Self-Hosting Google Tag Manager
Proxy GTM through your own domain:
# Nginx proxy for GTM
location /gtm/ {
proxy_pass https://www.googletagmanager.com/;
proxy_set_header Host www.googletagmanager.com;
}<!-- Load GTM from your own domain -->
<script src="/gtm/gtm.js?id=GTM-XXXXXXX"></script>Server-Side Analytics
Move analytics collection entirely server-side to avoid all client-side blocking:
// Log events server-side
export async function POST(request: Request) {
const { event, page } = await request.json()
// Send to GA Measurement Protocol (server-to-server, not blocked)

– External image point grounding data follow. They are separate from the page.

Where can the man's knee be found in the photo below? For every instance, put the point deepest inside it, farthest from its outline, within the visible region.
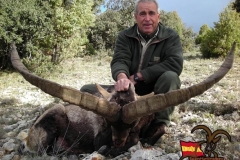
(167, 81)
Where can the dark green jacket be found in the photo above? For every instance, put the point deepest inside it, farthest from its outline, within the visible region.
(163, 54)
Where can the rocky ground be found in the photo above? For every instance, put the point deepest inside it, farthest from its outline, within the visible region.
(217, 108)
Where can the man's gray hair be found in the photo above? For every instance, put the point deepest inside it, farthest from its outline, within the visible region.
(138, 1)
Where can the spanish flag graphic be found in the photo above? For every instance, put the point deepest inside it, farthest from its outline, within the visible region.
(191, 149)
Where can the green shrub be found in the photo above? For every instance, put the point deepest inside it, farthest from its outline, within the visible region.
(217, 42)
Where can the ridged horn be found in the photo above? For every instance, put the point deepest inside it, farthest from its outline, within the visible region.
(156, 103)
(100, 106)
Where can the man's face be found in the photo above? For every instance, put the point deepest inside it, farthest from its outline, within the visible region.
(147, 17)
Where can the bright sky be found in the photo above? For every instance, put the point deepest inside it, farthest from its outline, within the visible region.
(195, 13)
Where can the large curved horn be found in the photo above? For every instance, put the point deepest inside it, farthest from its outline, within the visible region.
(156, 103)
(86, 101)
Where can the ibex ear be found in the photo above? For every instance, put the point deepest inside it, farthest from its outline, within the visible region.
(104, 93)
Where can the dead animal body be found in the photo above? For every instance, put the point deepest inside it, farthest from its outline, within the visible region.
(108, 122)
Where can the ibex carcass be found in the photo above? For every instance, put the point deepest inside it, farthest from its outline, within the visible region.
(125, 120)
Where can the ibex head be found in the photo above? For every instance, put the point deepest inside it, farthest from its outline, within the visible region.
(122, 115)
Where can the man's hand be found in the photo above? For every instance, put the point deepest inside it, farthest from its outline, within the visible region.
(122, 83)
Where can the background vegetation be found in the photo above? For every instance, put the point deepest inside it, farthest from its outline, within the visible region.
(49, 31)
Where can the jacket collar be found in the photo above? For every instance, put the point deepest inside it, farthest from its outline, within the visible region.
(163, 32)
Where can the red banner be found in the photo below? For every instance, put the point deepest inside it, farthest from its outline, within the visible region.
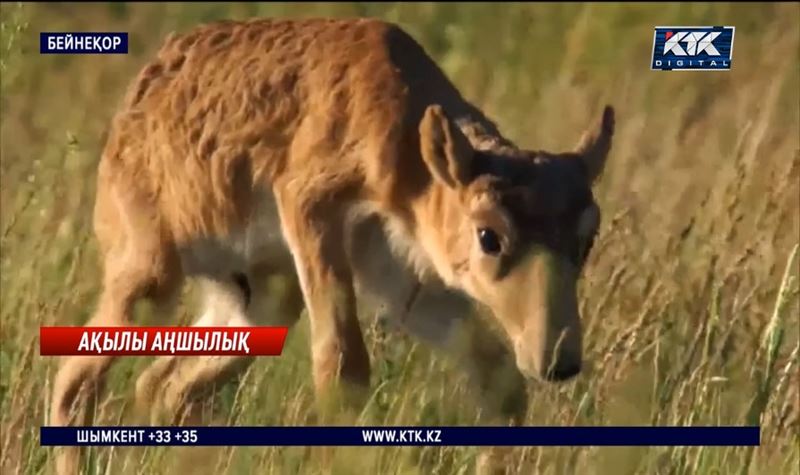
(146, 341)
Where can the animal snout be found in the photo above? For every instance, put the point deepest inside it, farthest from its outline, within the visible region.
(563, 371)
(545, 366)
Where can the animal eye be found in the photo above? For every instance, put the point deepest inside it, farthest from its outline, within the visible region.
(490, 243)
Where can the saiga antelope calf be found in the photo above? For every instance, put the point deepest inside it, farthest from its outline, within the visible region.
(335, 153)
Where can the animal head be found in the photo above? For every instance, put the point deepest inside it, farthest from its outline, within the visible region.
(513, 230)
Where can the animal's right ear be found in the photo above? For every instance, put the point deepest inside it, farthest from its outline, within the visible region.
(445, 149)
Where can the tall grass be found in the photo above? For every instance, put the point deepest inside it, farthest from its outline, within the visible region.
(690, 298)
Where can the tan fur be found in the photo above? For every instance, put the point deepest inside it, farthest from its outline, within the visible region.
(335, 151)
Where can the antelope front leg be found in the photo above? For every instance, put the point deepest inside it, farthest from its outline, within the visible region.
(315, 236)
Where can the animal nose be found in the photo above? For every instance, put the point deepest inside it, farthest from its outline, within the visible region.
(564, 372)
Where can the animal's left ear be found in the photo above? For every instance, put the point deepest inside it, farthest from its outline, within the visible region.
(596, 143)
(444, 148)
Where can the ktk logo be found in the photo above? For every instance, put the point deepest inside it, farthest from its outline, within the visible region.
(692, 48)
(696, 42)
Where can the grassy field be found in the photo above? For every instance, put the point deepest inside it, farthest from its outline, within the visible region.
(690, 298)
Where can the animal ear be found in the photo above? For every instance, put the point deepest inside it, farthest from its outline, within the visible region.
(595, 144)
(445, 150)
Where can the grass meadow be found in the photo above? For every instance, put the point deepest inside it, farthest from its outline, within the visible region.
(690, 298)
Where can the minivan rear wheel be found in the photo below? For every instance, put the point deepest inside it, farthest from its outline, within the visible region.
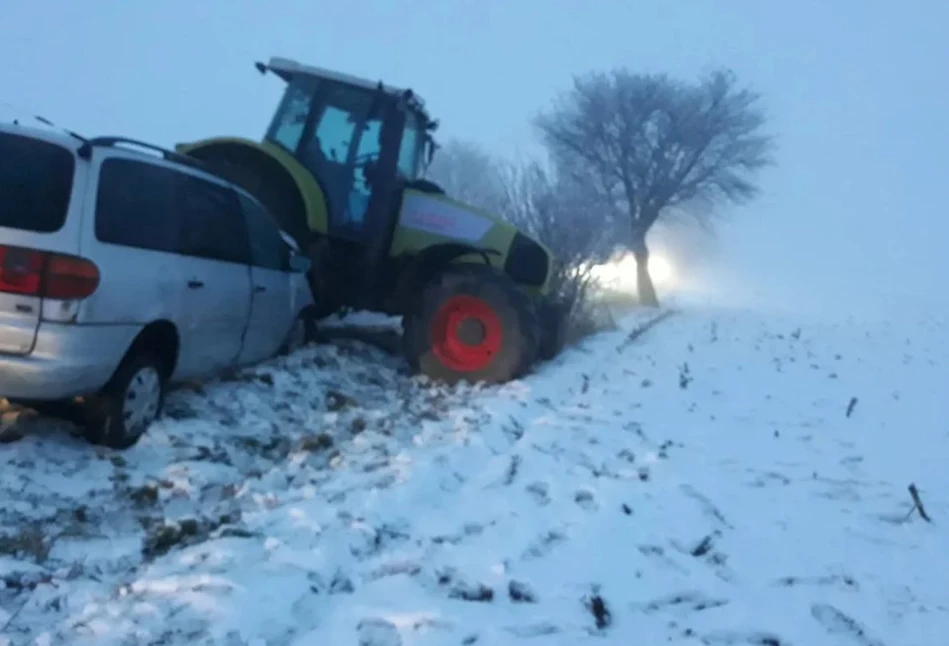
(123, 410)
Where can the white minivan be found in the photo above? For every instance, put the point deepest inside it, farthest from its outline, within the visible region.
(125, 268)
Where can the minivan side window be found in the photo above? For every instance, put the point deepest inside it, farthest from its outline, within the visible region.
(35, 183)
(135, 205)
(267, 247)
(213, 224)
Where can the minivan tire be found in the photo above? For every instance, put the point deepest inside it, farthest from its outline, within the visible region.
(302, 332)
(122, 411)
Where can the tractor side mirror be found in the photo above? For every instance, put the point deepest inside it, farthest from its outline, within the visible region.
(299, 263)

await fetch('https://www.google-analytics.com/mp/collect', {
method: 'POST',
body: JSON.stringify({
client_id: getClientId(request),
events: [{ name: event, params: { page } }],
}),
})
}Privacy-Preserving Analytics (Unblocked)
Replace client-side tracking with privacy-focused alternatives that most adblockers do not block:
- Plausible Analytics — first-party script, rarely blocked
- Fathom Analytics — custom domain option available
- Umami — self-hosted, served from your own domain
<!-- Plausible — served from plausible.io but usually not blocked -->
<script defer data-domain="example.com" src="https://plausible.io/js/script.js"></script>
<!-- Or self-host for maximum reliability -->
<script defer data-domain="example.com" src="/js/plausible.js"></script>Advertising pixels and retargeting scripts being blocked is the intended behavior of adblockers. Only work around blocking for first-party analytics (understanding your own site's performance) — not for surveillance advertising infrastructure.
Exceptions
- Scanner output, leaked-secret detections, or stack traces should be confirmed as production-relevant before being escalated as blockers.

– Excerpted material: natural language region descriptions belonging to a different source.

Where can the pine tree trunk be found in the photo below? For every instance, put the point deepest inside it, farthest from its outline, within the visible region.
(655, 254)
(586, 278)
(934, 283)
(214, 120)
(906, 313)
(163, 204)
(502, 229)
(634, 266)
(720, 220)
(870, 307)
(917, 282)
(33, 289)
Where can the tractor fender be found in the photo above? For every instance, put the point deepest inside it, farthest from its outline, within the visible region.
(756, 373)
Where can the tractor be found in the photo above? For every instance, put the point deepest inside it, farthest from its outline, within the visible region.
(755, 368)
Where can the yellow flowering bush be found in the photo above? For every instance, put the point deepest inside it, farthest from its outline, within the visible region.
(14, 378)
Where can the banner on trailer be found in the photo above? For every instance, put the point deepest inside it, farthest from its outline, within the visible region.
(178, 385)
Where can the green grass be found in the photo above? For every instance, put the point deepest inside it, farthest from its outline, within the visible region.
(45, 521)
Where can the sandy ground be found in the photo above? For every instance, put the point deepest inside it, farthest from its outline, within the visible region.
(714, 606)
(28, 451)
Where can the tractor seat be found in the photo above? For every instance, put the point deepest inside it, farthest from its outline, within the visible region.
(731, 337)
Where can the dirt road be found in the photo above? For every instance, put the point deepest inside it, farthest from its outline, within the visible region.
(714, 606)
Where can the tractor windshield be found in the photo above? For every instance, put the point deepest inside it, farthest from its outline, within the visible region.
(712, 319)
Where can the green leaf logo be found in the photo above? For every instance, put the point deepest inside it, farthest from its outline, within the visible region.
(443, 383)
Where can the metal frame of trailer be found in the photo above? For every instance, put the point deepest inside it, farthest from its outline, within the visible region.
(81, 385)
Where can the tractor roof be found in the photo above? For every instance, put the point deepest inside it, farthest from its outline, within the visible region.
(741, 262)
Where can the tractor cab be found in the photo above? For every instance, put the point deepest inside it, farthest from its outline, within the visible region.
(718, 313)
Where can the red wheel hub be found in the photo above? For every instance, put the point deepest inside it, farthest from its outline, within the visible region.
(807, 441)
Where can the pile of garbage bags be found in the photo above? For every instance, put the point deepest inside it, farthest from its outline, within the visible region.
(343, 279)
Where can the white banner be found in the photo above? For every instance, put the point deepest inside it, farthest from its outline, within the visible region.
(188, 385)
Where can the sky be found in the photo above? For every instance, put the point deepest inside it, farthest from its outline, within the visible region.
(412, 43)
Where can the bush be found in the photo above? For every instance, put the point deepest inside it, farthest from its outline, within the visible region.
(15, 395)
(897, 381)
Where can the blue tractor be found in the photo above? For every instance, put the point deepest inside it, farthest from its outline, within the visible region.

- Archived dependencies, sample values, or test fixtures can create false positives, but they should still be documented and bounded clearly.

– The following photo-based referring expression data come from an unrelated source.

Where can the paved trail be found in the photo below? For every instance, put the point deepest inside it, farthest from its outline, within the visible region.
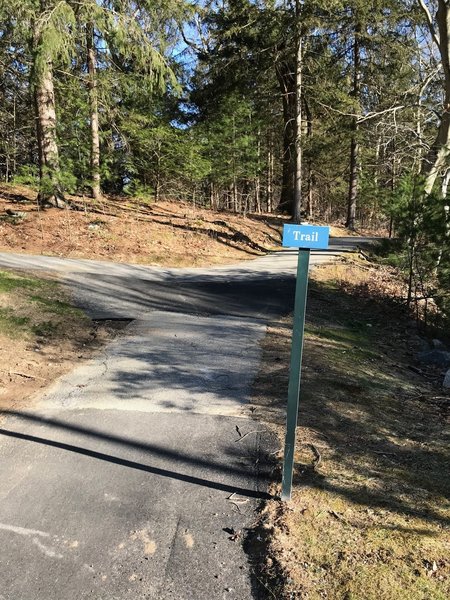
(117, 484)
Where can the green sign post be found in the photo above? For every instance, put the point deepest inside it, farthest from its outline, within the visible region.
(303, 237)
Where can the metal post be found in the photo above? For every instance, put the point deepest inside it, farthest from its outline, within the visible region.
(301, 289)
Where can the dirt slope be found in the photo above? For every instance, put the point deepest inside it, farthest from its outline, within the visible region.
(128, 230)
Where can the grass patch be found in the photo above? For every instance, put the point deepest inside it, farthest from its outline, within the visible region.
(371, 519)
(10, 324)
(32, 307)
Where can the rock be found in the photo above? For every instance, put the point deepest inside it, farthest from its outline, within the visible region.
(16, 214)
(446, 384)
(438, 345)
(438, 358)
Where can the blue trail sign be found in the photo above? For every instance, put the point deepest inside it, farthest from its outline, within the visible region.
(305, 238)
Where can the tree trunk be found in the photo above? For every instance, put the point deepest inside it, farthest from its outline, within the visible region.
(310, 177)
(354, 146)
(93, 108)
(297, 213)
(50, 190)
(435, 162)
(286, 82)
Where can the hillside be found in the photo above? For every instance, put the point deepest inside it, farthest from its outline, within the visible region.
(129, 230)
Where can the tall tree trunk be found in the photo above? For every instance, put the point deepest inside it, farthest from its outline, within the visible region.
(93, 109)
(297, 213)
(310, 177)
(50, 190)
(354, 146)
(435, 162)
(286, 82)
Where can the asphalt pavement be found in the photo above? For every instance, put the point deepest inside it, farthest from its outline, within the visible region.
(137, 475)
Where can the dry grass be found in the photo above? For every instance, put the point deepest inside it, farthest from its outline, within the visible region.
(371, 521)
(42, 336)
(128, 230)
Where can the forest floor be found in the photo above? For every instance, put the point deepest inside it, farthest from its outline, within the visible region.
(168, 234)
(172, 234)
(370, 513)
(42, 336)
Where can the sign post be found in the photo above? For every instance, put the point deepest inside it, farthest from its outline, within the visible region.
(303, 237)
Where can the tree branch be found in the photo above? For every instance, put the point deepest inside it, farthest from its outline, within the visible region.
(429, 19)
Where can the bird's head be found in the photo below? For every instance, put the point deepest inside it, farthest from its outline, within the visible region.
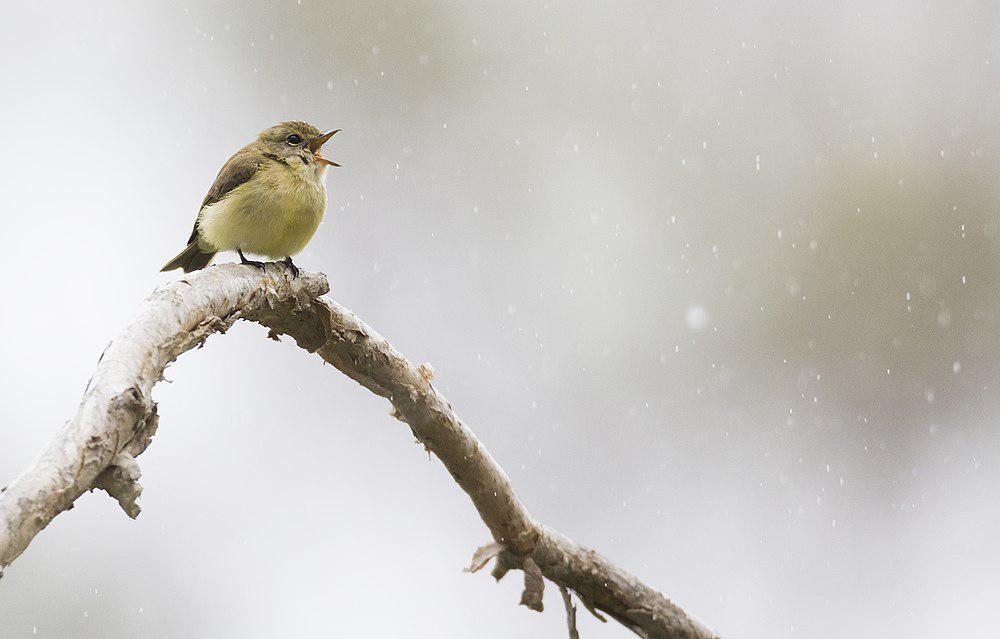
(297, 144)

- If multiple findings overlap, prioritize the issue that most directly enables compromise or data exposure.
Verification
Automated Checks
- Run an automated security check, scripted probe, or log-based validation against a representative live flow.
Manual Checks
- Install uBlock Origin with default lists
- Open DevTools → Network tab
- Load your page
- Filter requests by "Blocked" status
- Check for failed requests to analytics, tag management, or tracking domains
Use with AI
Copy these prompts to use with your AI assistant, or install the MCP server to use directly from Claude, Cursor, or Windsurf.
Check
Verify implementation
Identify external script sources, image src URLs, iframe src URLs, and anchor href values that point to known tracking domains (googletagmanager.com, hotjar.com, facebook.net, doubleclick.net, etc.). Test whether these resources load successfully with uBlock Origin enabled.
Fix
Auto-fix issues
Self-host critical external scripts on your own domain. Use a reverse proxy or server-side route to forward requests to third-party analytics APIs. For navigation links, avoid using tracking redirect URLs — use direct destination URLs with UTM parameters appended instead.
Explain
Learn more
Explain how domain-level adblocker filter lists work, which domains are commonly blocked, how blocked resources affect site functionality and analytics accuracy, and the self-hosting approach to bypass domain blocks.
Review
Code review
Review server config, headers, forms, and integration points related to Blocked Tracking Links. Flag exact responses, cookies, or browser behaviors that violate the rule, and verify them against the effective production-like response.